Biden to designate civil rights monument amid fresh racial friction

President Joe Biden is expected to designate a new national monument Tuesday to commemorate the brutal lynching of Emmett Till in the 1950s, with the White House framing the symbolic act as part of a fight against resurgence in racism.
The monument, located in several locations, will remember the 14-year-old black boy tortured and murdered by white men in 1955 after he allegedly stalked the wife of a white shopkeeper in Mississippi.
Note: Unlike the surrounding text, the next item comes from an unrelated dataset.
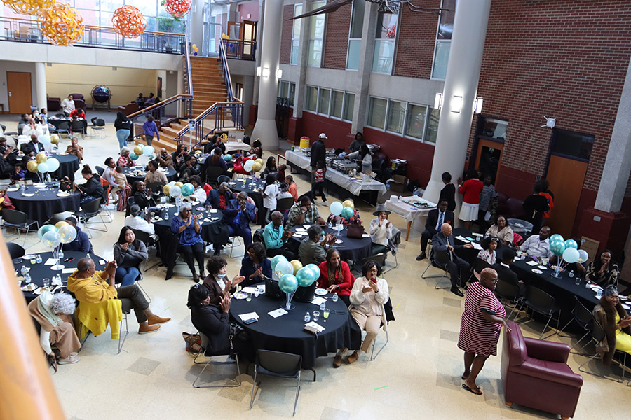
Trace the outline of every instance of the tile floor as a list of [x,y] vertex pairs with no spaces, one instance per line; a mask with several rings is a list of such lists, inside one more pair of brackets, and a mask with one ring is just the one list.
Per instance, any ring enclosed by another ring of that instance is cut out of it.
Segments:
[[[108,122],[104,140],[86,137],[80,144],[85,148],[85,160],[93,168],[102,165],[107,156],[116,156],[118,146],[111,122],[115,113],[89,113],[104,117]],[[88,115],[91,117],[92,115]],[[2,115],[0,122],[14,130],[16,115]],[[63,138],[61,148],[69,144]],[[141,158],[141,162],[147,158]],[[306,177],[294,176],[299,191],[308,188]],[[81,179],[79,178],[79,179]],[[336,197],[342,198],[342,197]],[[373,209],[358,203],[365,225]],[[320,207],[320,212],[325,209]],[[327,213],[328,213],[327,211]],[[112,257],[112,245],[124,215],[114,211],[109,232],[94,232],[95,252],[105,258]],[[395,226],[405,230],[405,220],[391,215]],[[30,235],[29,252],[47,251]],[[433,279],[424,280],[421,274],[427,260],[418,262],[420,234],[412,232],[409,242],[402,247],[399,267],[385,278],[391,288],[396,321],[391,323],[390,342],[379,358],[369,362],[365,355],[353,365],[332,367],[332,354],[318,359],[316,382],[311,382],[311,372],[304,372],[296,414],[297,419],[337,420],[348,419],[550,419],[555,418],[523,407],[508,408],[503,403],[500,381],[499,357],[489,358],[478,378],[483,396],[463,390],[462,352],[456,347],[463,299],[448,290],[435,290]],[[152,256],[153,256],[152,253]],[[224,255],[226,256],[226,255]],[[240,259],[226,258],[229,275],[237,273]],[[294,388],[288,381],[264,378],[262,388],[252,410],[248,404],[252,377],[242,373],[243,384],[238,388],[194,389],[191,386],[201,369],[193,364],[184,351],[182,331],[194,332],[186,293],[191,285],[185,267],[178,266],[175,276],[164,281],[164,269],[156,267],[144,273],[143,286],[152,297],[151,308],[161,316],[172,321],[160,331],[139,335],[132,316],[130,333],[123,352],[116,354],[117,342],[109,332],[85,343],[77,364],[60,366],[52,374],[57,393],[68,419],[73,420],[144,420],[194,418],[273,419],[291,416]],[[528,336],[535,336],[538,326],[524,325]],[[377,338],[381,343],[385,335]],[[570,339],[554,340],[571,342]],[[584,358],[571,355],[569,364],[576,371]],[[596,364],[592,365],[596,368]],[[246,365],[241,366],[244,372]],[[230,368],[217,371],[226,377]],[[576,418],[627,418],[631,388],[625,384],[590,375],[585,384]],[[604,397],[606,397],[605,400]],[[625,413],[627,413],[625,414]]]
His mother Mamie Till-Mobley, also honored in the memorial, became an activist and is widely considered to have helped spark the American civil rights movement.
“The new monument will protect places that tell the story of Emmett Till’s all-too-short life and racially motivated murder, the unjust acquittal of his killers, and the activism of his mother, Mamie Till-Mobley, who bravely brought the brutal injustices and racism of the time to world attention, catalyzing the civil rights movement,” the White House said.
The memorial signing by Biden — on the 82nd anniversary of Till’s birth — will designate three historic sites in Illinois and Mississippi.
One will be the Roberts Temple Church of God in Christ in Chicago, where Till’s mother insisted at her son’s funeral that the casket be left open, allowing a huge crowd to view the boy’s disfigured body.
Another will be the courthouse in Tallahatchie, Mississippi, where an all-white jury found the men charged with Till’s murder not guilty. They would later admit to the crime.
The third location will be the spot on the Tallahatchie River in Mississippi where Till’s battered body was eventually discovered. Signs commemorating the brutal event there and other locations in Tallahatchie County have been repeatedly defaced and vandalized over the years.
Biden’s high-profile treatment of a painful piece of 20th-century American history unfolds against the backdrop of accusations that a top Republican candidate for the 2024 presidential race is openly stoking racist sentiment.
Florida Governor Ron DeSantis has led a charge to downplay the history of past racism in his state’s school curriculum, making it part of a larger campaign against what he describes as the “virus” of “woke” left-wing values.
Responding to an outcry over what has been described as an attempt to rewrite history, DeSantis doubled down last week, saying slavery even had benefits.
“They’re probably going to show some of the people who eventually made it, you know, to blacksmith to do things later in life,” DeSantis said on Friday.
White House press secretary Karine Jean-Pierre called DeSantis’ comment “inaccurate” and “insulting.”
“It’s hurtful and prevents an honest narrative, an honest telling of our nation’s history,” she said.
Jean-Pierre, who is black, said Emmett Till’s monument was part of “the larger story of the oppression of black Americans, their survival.”
“This is an important moment. You are going to hear directly from the president tomorrow,” she said.